Unprecedented number of young great white sharks seen in Monterey Bay
MONTEREY – A new study shows a population boom for young great white sharks in Monterey Bay.
Researchers from the Monterey Bay Aquarium and California State University, Long Beach say the shark population began during an El Niño weather event in 2014 and the population has grown every year since.
“Monterey Bay is getting warmer. Progressively warmer. Since then there have been nurseries of juvenile great white sharks in Santa Cruz which has never been documented before. We attribute this to climate change because the bay is getting warmer,” said researcher Chris Lowe, PhD.
The new study is a concern for surfers and swimmers. It is also a confirmation of what they have already seen.
“It’s shocking and then you’re like, okay, a shark. Guess I’ll go now,” said Julie Malcolm, who has been surfing around Santa Cruz for a year.
She said she had never seen so many sharks in the water as recently.
“They’re a little small. They’ll breach. Like, full breach right out of the water.
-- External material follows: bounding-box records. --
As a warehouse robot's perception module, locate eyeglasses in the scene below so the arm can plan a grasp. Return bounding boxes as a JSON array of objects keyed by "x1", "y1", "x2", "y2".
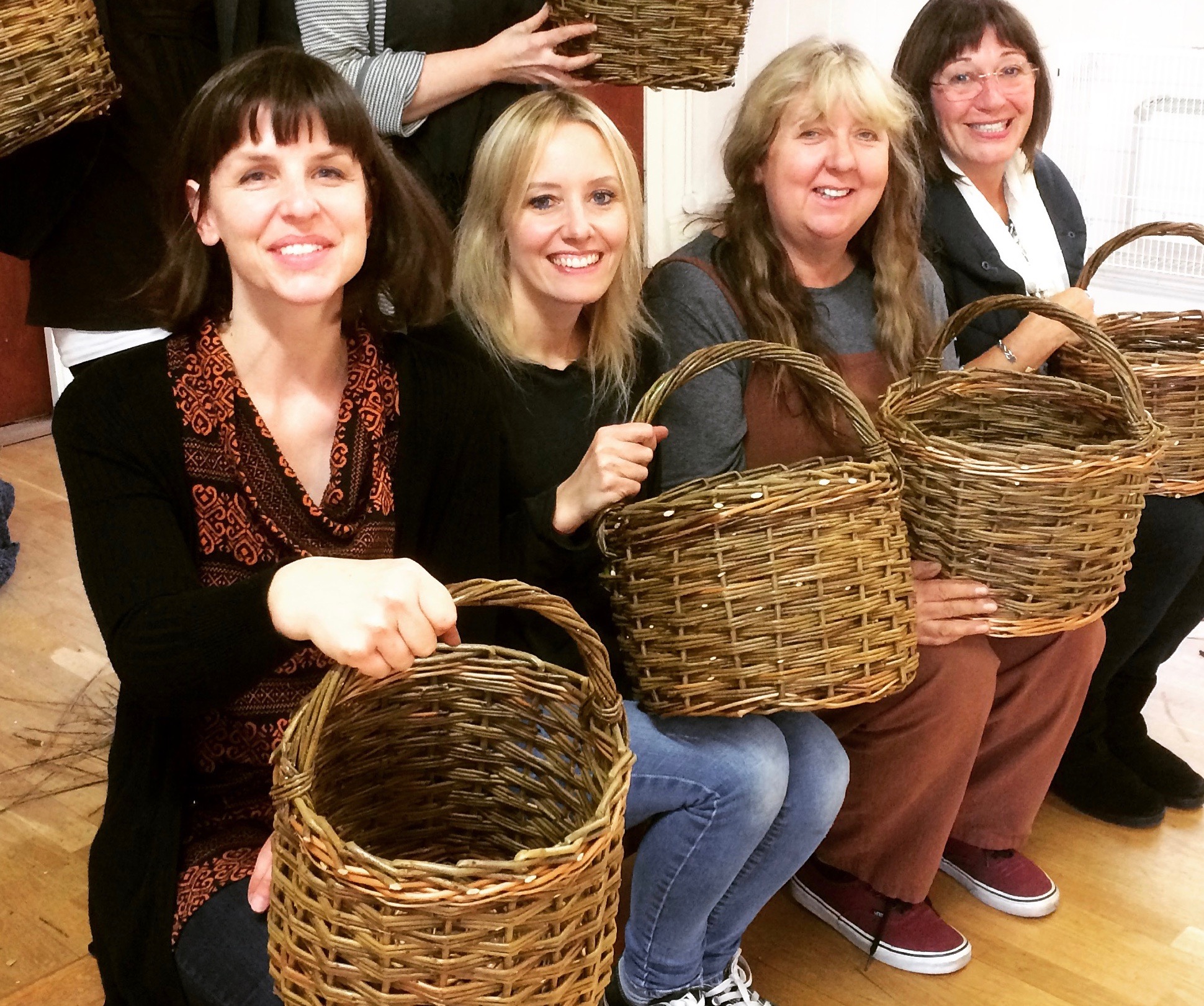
[{"x1": 932, "y1": 63, "x2": 1038, "y2": 101}]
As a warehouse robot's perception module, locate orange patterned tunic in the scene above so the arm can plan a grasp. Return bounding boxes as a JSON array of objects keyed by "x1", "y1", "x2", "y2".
[{"x1": 168, "y1": 325, "x2": 398, "y2": 940}]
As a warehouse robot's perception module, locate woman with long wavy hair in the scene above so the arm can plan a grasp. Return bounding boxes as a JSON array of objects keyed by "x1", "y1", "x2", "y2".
[{"x1": 644, "y1": 38, "x2": 1103, "y2": 974}]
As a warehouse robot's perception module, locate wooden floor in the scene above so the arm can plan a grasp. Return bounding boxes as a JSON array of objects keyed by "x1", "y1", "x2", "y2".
[{"x1": 0, "y1": 437, "x2": 1204, "y2": 1006}]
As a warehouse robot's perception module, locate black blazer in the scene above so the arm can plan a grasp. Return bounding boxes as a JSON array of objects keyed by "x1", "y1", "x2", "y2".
[
  {"x1": 54, "y1": 336, "x2": 500, "y2": 1006},
  {"x1": 923, "y1": 153, "x2": 1087, "y2": 364}
]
I had them swimming right below me, doing aggressive tail hops,” Malcolm said.
Juvenile sharks are 4 to 9 feet long and generally do not pose a great threat to humans.
“When these sharks use these nurseries, they ignore people. As long as people don’t bother them, they don’t bother people,” Lowe said.
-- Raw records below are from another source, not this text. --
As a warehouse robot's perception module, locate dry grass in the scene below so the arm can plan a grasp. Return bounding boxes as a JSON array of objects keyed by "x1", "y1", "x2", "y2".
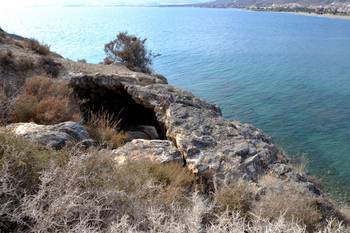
[
  {"x1": 24, "y1": 38, "x2": 50, "y2": 56},
  {"x1": 215, "y1": 179, "x2": 254, "y2": 217},
  {"x1": 0, "y1": 50, "x2": 15, "y2": 72},
  {"x1": 85, "y1": 109, "x2": 127, "y2": 149},
  {"x1": 12, "y1": 75, "x2": 80, "y2": 124},
  {"x1": 0, "y1": 130, "x2": 347, "y2": 233},
  {"x1": 251, "y1": 176, "x2": 347, "y2": 232}
]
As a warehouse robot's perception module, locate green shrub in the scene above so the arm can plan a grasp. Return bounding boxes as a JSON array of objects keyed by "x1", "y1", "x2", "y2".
[
  {"x1": 37, "y1": 57, "x2": 62, "y2": 77},
  {"x1": 85, "y1": 109, "x2": 127, "y2": 149},
  {"x1": 12, "y1": 75, "x2": 80, "y2": 124},
  {"x1": 104, "y1": 31, "x2": 160, "y2": 71},
  {"x1": 16, "y1": 57, "x2": 35, "y2": 72},
  {"x1": 215, "y1": 179, "x2": 254, "y2": 217},
  {"x1": 24, "y1": 38, "x2": 50, "y2": 56}
]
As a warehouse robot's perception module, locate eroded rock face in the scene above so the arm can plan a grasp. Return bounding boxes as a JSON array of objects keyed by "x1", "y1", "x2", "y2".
[
  {"x1": 71, "y1": 75, "x2": 286, "y2": 178},
  {"x1": 6, "y1": 121, "x2": 90, "y2": 150},
  {"x1": 112, "y1": 139, "x2": 183, "y2": 164}
]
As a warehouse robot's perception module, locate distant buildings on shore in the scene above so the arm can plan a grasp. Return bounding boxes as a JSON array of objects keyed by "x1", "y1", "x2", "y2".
[{"x1": 248, "y1": 2, "x2": 350, "y2": 15}]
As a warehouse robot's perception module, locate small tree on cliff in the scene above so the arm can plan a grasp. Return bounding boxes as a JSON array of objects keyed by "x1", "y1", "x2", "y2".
[{"x1": 104, "y1": 31, "x2": 160, "y2": 72}]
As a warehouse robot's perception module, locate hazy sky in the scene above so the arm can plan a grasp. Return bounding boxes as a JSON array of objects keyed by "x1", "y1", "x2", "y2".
[{"x1": 1, "y1": 0, "x2": 208, "y2": 8}]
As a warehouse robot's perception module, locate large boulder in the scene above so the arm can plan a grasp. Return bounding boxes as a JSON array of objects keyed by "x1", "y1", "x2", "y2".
[
  {"x1": 6, "y1": 121, "x2": 90, "y2": 150},
  {"x1": 112, "y1": 139, "x2": 184, "y2": 165},
  {"x1": 70, "y1": 74, "x2": 287, "y2": 179}
]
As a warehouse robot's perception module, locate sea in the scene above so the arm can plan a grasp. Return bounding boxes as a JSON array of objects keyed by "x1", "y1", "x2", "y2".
[{"x1": 0, "y1": 7, "x2": 350, "y2": 203}]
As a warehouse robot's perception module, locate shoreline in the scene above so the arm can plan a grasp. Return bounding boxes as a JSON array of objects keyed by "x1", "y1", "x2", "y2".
[
  {"x1": 239, "y1": 9, "x2": 350, "y2": 19},
  {"x1": 284, "y1": 11, "x2": 350, "y2": 19}
]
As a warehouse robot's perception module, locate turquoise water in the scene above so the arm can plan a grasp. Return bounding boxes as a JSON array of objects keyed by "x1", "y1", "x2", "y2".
[{"x1": 0, "y1": 7, "x2": 350, "y2": 203}]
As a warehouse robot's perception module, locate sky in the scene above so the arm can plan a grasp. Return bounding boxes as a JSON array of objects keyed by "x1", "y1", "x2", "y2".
[{"x1": 1, "y1": 0, "x2": 206, "y2": 8}]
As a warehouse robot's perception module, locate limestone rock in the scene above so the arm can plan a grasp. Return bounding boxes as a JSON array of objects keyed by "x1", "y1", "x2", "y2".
[
  {"x1": 112, "y1": 139, "x2": 183, "y2": 164},
  {"x1": 71, "y1": 75, "x2": 287, "y2": 178},
  {"x1": 6, "y1": 121, "x2": 90, "y2": 150},
  {"x1": 126, "y1": 125, "x2": 159, "y2": 141}
]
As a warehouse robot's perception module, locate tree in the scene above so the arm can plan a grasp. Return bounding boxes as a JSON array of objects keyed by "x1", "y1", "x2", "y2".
[{"x1": 104, "y1": 31, "x2": 160, "y2": 72}]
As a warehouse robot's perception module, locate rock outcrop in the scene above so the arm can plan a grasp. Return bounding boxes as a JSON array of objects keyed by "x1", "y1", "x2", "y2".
[
  {"x1": 70, "y1": 73, "x2": 286, "y2": 179},
  {"x1": 6, "y1": 121, "x2": 90, "y2": 150},
  {"x1": 112, "y1": 139, "x2": 183, "y2": 164}
]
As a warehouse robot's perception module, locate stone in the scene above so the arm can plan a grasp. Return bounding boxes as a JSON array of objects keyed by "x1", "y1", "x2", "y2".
[
  {"x1": 112, "y1": 139, "x2": 184, "y2": 165},
  {"x1": 6, "y1": 121, "x2": 90, "y2": 150},
  {"x1": 126, "y1": 125, "x2": 159, "y2": 141},
  {"x1": 70, "y1": 74, "x2": 288, "y2": 178}
]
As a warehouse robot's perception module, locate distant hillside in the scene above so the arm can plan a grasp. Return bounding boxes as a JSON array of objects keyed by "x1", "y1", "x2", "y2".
[{"x1": 198, "y1": 0, "x2": 349, "y2": 7}]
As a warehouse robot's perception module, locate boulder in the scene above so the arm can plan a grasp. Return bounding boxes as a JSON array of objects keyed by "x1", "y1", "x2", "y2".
[
  {"x1": 126, "y1": 125, "x2": 159, "y2": 141},
  {"x1": 70, "y1": 74, "x2": 287, "y2": 179},
  {"x1": 112, "y1": 139, "x2": 184, "y2": 164},
  {"x1": 6, "y1": 121, "x2": 90, "y2": 150}
]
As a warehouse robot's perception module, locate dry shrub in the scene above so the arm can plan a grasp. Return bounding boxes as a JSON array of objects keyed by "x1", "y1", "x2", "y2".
[
  {"x1": 85, "y1": 109, "x2": 127, "y2": 149},
  {"x1": 36, "y1": 57, "x2": 62, "y2": 77},
  {"x1": 306, "y1": 176, "x2": 323, "y2": 189},
  {"x1": 0, "y1": 50, "x2": 35, "y2": 72},
  {"x1": 24, "y1": 38, "x2": 50, "y2": 56},
  {"x1": 16, "y1": 57, "x2": 35, "y2": 72},
  {"x1": 253, "y1": 187, "x2": 322, "y2": 232},
  {"x1": 0, "y1": 50, "x2": 15, "y2": 72},
  {"x1": 118, "y1": 160, "x2": 200, "y2": 208},
  {"x1": 0, "y1": 134, "x2": 346, "y2": 233},
  {"x1": 126, "y1": 62, "x2": 136, "y2": 71},
  {"x1": 215, "y1": 179, "x2": 254, "y2": 217},
  {"x1": 252, "y1": 176, "x2": 347, "y2": 232},
  {"x1": 13, "y1": 75, "x2": 80, "y2": 124},
  {"x1": 103, "y1": 57, "x2": 113, "y2": 65}
]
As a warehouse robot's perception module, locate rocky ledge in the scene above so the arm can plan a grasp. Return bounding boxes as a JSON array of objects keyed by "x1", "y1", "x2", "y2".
[
  {"x1": 70, "y1": 73, "x2": 287, "y2": 179},
  {"x1": 7, "y1": 70, "x2": 323, "y2": 195}
]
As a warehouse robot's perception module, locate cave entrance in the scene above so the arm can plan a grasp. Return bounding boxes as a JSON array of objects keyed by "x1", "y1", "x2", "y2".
[{"x1": 76, "y1": 87, "x2": 166, "y2": 140}]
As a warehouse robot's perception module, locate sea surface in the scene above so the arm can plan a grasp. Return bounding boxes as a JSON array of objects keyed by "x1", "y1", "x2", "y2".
[{"x1": 0, "y1": 7, "x2": 350, "y2": 203}]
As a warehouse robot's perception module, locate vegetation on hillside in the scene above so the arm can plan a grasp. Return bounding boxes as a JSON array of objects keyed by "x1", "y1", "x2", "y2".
[
  {"x1": 0, "y1": 30, "x2": 349, "y2": 233},
  {"x1": 104, "y1": 31, "x2": 160, "y2": 73}
]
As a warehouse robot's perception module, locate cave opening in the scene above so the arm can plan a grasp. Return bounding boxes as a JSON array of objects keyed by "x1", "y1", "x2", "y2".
[{"x1": 76, "y1": 87, "x2": 166, "y2": 140}]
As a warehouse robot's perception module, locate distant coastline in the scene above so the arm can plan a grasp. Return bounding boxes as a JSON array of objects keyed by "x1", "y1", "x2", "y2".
[
  {"x1": 239, "y1": 9, "x2": 350, "y2": 19},
  {"x1": 282, "y1": 11, "x2": 350, "y2": 19}
]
What is not known is what happens when they reach maturity.
“Larger sharks that feed on marine mammals are more likely to confuse a human,” Lowe said.
Overall, the white shark population is increasing.
Although attacks are rare, in 2020 a surfer was killed in a shark attack off Aptos.
Some surfers now use a type of magnetic repellent strapped to their ankles.
“Supposedly the magnetic field repels sharks. It’s just a small step I’m taking to possibly prevent an attack, but life is at risk,” surfer Joe McCroskey said.
And at least on Manresa Beach Friday, many seemed willing to take the risk.
“We just go out there and have fun and don’t worry about the risks,” surfer Jade Newkirk said.